Nicholas was born healthy on Oct. 24, two days after Castillo was taken to the hospital with flu-like symptoms.
"She just thought she had a cold that developed into a real bad cough and a 103 degree fever," Rodriguez said.
In fact, what she had was the swine flu. Castillo died 11 days after her baby was born. She never got to see him.
"At the time, I didn't know she was high-risk," Rodriguez said. "It's one of those things where it's happening to people but you don't know the real effects until it hits someone you know."
Rodriguez said the couple's daughter had received the nasal spray but that a shot for Martha was not available.
"I don't want to sit there and be mad or frustrated or what could have been," Rodriguez said. "I just feel bad for her because she was dealt a bad hand."

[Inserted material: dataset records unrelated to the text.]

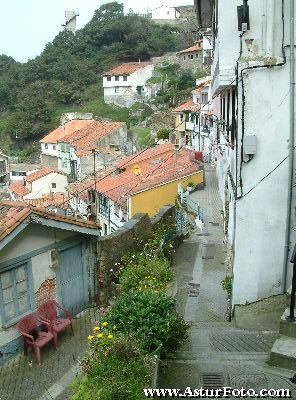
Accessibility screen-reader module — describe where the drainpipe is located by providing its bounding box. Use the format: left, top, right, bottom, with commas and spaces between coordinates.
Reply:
283, 0, 295, 293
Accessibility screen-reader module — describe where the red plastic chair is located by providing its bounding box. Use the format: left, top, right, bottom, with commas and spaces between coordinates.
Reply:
37, 300, 74, 335
17, 314, 58, 365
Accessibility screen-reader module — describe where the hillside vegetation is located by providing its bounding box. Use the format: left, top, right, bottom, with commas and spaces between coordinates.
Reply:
0, 2, 177, 149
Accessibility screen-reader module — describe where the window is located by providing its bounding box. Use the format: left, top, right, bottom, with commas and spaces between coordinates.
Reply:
0, 263, 32, 325
201, 93, 208, 104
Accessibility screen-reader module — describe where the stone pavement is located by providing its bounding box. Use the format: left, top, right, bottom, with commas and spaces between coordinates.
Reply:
158, 167, 296, 399
0, 308, 99, 400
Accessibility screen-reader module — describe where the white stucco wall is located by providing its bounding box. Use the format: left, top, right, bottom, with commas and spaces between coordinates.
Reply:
24, 172, 68, 199
152, 5, 180, 20
213, 0, 295, 305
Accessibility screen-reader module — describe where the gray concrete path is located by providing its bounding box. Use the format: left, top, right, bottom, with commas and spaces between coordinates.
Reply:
158, 167, 296, 399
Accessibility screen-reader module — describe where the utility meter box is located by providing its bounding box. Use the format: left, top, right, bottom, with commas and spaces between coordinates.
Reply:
244, 135, 257, 155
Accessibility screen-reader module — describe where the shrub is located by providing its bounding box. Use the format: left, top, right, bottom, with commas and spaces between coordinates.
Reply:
108, 292, 188, 352
72, 326, 155, 400
120, 255, 173, 293
221, 276, 232, 300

Now Rodriguez is left to care for the three kids without Castillo, who, he said, took care of everything for the family, with the kids always coming first.
"Now I'm the one who's doing it, I have a newfound respect for what women do for their families," Rodriguez said. "It's real hard."
Rodriguez is asking for the public's help to pay for Castillo's funeral expenses; donations can be sent to his PayPal account (email@example.com).
The county's Health and Human Services Agency said Castillo's story is tragic but that pregnant women should not panic. Rather, officials said, women should take steps to protect themselves against the virus.
At this point, the county's vaccine stocks are severely depleted; authorities said pregnant women should contact their primary care doctors, who are getting the vaccine now.